Hal ini menunjukan tingkat peradaban mereka dan sekaligus menunjukan bahwa sejak itu sudah ada komunikasi dengan pihak luar, seperti yang pernah ditulis oleh seorang penulis kebangsaan Belanda bernama  Pieter Van Dam, bahwa sebelum berhubungan dengan orang Belanda orang Kamarian telah mengadakan hubungan dengan orang Portugis, pedagang dari Makasar, Jawa, Cina maupun dari Gujarab. 

Hari,bulan dan tahun berganti, terus menerus dengan cara primitif penuh siap siaga dan selalu mengadakan aksi-aksi pembersihan terhadap penyerang-penyerang yang yang senantiasa berusaha memancung kepala dan dibawa lari, dimana hal tersebut  pernah terjadi kepada seorang tua PESIRERON diculik dan kepalanya dipancung meninggalkan tubuh jenasah tanpa kepala  oleh beberapa orang ALFOER dari negeri Ahiolo dan Abio penduduk pedalaman Seram Barat di daerah pegunungan yang menjadi musuh penduduk SAMALIANE dari arah sebelah Timur serta orang Hunitetu dan Imabatai sebelah Utara pegunungan.
Adapun tempat yang mereka pilih itu menjadi sebuah negeri adalah benar-benar mempunyai segi strategi perang, karena berada diatas sebuah dataran tinggi puncak bukit dikelilingi jurang yang terjal, dan pada jalur-jalur siasat perang yang tertentu,  mereka membuat benteng terdiri dari susunan batu kali satu diats lain tanpa bahan perekat, dimana batu-batu itu diambil dari dalam kali dan dilakukan dengan cara gotong royong yang satu berdiri disamping yang lain dari tepi kali sampai ke puncak tempat benteng tersebut dibuat, sebagai tempat perlindungan membina pertahanan dan keamanan bagi seluruh penduduk keluarga dan anak-anak.  Dengan adanya kenyataan permusuhan ini, jelas bahwa penduduk tidak pernah mengalami hidup aman dan tentram, karena selalu ada saja ancaman pemancungan kepala sehingga kebudayaan dan kesenian tidak dapat berkembang dengan sebaik-baiknya.

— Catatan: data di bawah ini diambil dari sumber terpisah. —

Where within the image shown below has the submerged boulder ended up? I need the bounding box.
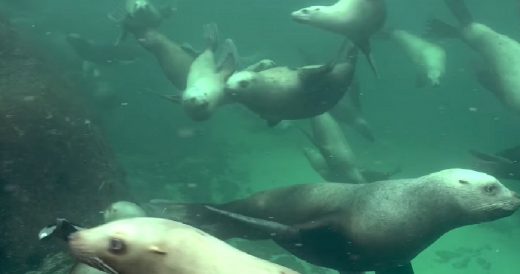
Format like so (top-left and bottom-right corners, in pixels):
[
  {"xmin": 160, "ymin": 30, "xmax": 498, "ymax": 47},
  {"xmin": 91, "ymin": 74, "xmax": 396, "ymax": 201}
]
[{"xmin": 0, "ymin": 16, "xmax": 127, "ymax": 273}]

Terkait dengan perkembangan diatas, maka kondisi ini mulai membaik setelah kehadiran bangsa Portugis, serta suku-suku bangsa yang melakukan hubungan dagang dari Makasar, Ternate, Bacan, Bali , jawa yang diperkirakan sekitar tahun 1600 an atau abad ke 17, sejalan dengan itu suhu ancaman dari luar mulai menurun dan penduduk mulai legah.